В случае разлучения шлюпов будем, как и прежде, искать друг друга три дня на том месте, где последний раз виделись, а если не встретимся, то надлежит ожидать неделю у северо-восточной оконечности Южной Шетландии, которую будет необходимо осмотреть. Если же и там не дождемся друг друга, то будет необходимо идти в Рио-де-Жанейро и ждать там в течение месяца. А потом действовать в соответствии с инструкцией, копия которой есть у Михаила Петровича, ибо нам категорически запрещено идти в антарктические льды поодиночке.
– Что означает бесславный конец экспедиции, – уточнил Лазарев.
– Вот именно, – мрачно подтвердил Беллинсгаузен.
– Не дай-то бог, господа капитаны, дойти до этого! – истово перекрестился Андрей Петрович. – Однако уверен, что этого не произойдет, – добавил он, – так как теперь капитан флагмана не будет так резво убегать от «Мирного».
Лазарев быстро глянул на Беллинсгаузена, который, коротко усмехнувшись, молча позвонил в колокольчик, и вестовые споро накрыли стол по малой программе.
Через неделю после выхода из Порт-Жаксона на «Востоке» открылась течь в носовом отсеке у форштевня.

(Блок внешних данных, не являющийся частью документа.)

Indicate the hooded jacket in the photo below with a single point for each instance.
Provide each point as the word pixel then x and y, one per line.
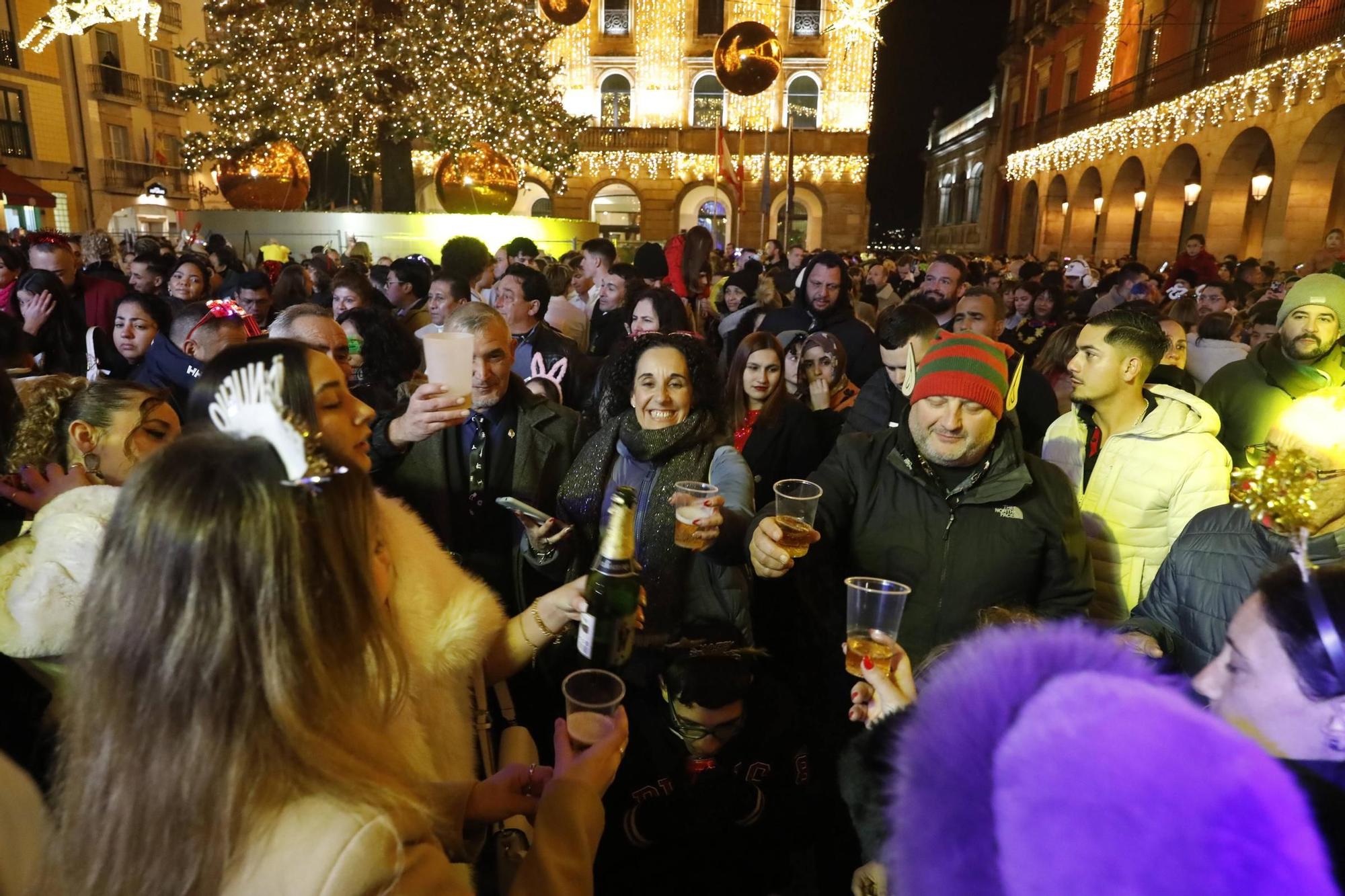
pixel 1145 487
pixel 1250 395
pixel 861 345
pixel 1011 538
pixel 1211 569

Старший офицер буквально облазал каждый его дюйм, но так и не смог определить ее место за обшивкой, хотя было слышно журчание поступавшей в шлюп воды.
– Черт знает что! – в сердцах выругался капитан после доклада старшего офицера. – Ведь в Порт-Жаксоне за время вынужденной стоянки из предосторожности ободрали медные листы в носовой части, проконопатили весьма тщательно, а затем заново обили медью. Ведь так, Иван Иванович?
– Так точно, Фаддей Фаддеевич! Покрыли медными листами до самого бархоута, – чуть не вспотел от резкого голоса капитана старший офицер, – лично проверял!